To bring it down to a more individual level, being murdered by a serial killer is worse than being murdered in a store robbery, which is worse than catching a stray bullet in a gang fight, which is worse than being mown down by a negligent driver, which is worse than dying of a preventable disease, which is worse than dying of an incurable disease. I find this pretty intuitive and I think most people would agree.

The Holodomor was a half-deliberate half-targeted famine which killed 4 million.

A quibble: some estimates put the death toll as high as 5 million.

I'm not saying the Holocaust was a particularly bad crime because it targeted Jews, and I'd be the first to argue that the Holodomor was a comparable atrocity. At the very least, the fact of the Holodomor ought to mean that wearing a hammer and sickle t-shirt on a Western university campus is as unacceptable as wearing a swastika t-shirt is. The fact that everyone in the West has heard of the Holocaust and so few have heard of the Holodomor is appalling, and didn't happen by accident.

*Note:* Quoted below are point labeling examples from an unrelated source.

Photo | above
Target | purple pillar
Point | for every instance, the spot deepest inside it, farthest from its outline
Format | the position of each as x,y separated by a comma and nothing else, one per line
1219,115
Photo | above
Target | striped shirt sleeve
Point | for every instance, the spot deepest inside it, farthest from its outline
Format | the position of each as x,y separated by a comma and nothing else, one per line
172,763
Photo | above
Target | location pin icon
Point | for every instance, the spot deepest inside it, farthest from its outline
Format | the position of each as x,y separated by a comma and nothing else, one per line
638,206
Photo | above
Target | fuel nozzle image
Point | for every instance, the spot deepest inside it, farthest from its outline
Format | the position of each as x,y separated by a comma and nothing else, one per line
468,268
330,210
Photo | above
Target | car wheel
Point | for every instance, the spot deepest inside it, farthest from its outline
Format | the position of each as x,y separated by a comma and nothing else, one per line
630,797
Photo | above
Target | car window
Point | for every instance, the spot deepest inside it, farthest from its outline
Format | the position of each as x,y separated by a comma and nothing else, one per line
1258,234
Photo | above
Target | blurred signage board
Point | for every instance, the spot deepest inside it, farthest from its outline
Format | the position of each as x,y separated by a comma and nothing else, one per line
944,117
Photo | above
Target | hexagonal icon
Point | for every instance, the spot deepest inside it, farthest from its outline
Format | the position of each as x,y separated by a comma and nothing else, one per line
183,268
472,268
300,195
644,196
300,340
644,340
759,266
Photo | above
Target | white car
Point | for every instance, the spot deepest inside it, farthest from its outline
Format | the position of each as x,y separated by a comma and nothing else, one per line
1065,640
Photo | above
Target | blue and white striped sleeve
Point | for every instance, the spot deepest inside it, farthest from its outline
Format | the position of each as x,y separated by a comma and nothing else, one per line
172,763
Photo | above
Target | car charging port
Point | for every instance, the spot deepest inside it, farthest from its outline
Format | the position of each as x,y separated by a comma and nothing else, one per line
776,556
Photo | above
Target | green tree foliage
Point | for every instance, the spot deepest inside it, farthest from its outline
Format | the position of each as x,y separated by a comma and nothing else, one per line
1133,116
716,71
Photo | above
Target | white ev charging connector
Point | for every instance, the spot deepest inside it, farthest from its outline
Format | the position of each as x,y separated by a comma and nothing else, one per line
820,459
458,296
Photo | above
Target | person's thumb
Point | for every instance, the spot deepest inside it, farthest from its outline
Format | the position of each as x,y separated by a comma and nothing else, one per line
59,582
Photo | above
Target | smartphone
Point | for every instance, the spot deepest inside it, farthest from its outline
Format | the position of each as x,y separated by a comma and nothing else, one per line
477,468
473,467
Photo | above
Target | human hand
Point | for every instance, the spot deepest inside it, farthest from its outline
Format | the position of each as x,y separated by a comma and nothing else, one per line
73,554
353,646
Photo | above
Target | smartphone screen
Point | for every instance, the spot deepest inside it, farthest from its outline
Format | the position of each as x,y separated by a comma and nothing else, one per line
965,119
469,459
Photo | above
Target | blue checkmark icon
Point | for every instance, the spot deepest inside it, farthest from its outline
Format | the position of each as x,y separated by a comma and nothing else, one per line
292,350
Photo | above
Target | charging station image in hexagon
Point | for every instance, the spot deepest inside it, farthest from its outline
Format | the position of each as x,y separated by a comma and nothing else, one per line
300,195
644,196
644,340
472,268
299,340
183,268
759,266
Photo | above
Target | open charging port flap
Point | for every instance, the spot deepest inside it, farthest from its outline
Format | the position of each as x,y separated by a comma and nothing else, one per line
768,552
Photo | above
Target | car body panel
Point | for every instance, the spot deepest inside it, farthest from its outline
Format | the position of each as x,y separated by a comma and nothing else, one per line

My point is that all of this "recontextualisation" of the Holocaust, talking about how the Nazis also targeted homosexuals and Slavs, is diluting one of the most important and essential facts about a crime: who the victim was. I don't believe it is remotely historically controversial to say that the primary victims of the Holocaust were Europeans who had the poor fortune to be born Jewish, and that this was entirely by design. And yet in our modern culture, it's not remotely uncommon for people to expound at length about what a horrific crime the Holocaust was and how it shines a bright light on the depths of evil to which the human heart can sink - without once specifically mentioning the group which represented the overwhelming majority of the Holocaust's victims. I find this distressing and alarming in much the same way that everyone knows the names Ted Bundy or John Wayne Gacy, but few can name even of one of their many victims (myself included, I'm holding my hands up here). Or, to cite an example I encountered recently, in the series The People vs. OJ Simpson there's a heartbreaking moment when Ron Goldman's outraged, teary-eyed father is being interviewed on TV and says something to the effect of "this was supposed to be the trial of 'did OJ murder my son?' and instead it's turned into the trial of 'did Mark Fuhrman say a bad word?'" Think of how suspicious you'd find it if someone did begrudgingly acknowledge that the Transatlantic slave trade happened and it was bad, but seemed to be bending over backwards to avoid mentioning who exactly was enslaved by it.

I think that acknowledging a crime took place but going out of your way to avoid mentioning who the victim of that crime was amounts to a tacit denial of that crime (or at the very least, it's one step removed), and all the more so when the victim's identity characteristics are the entire reason the crime was perpetrated in the first place.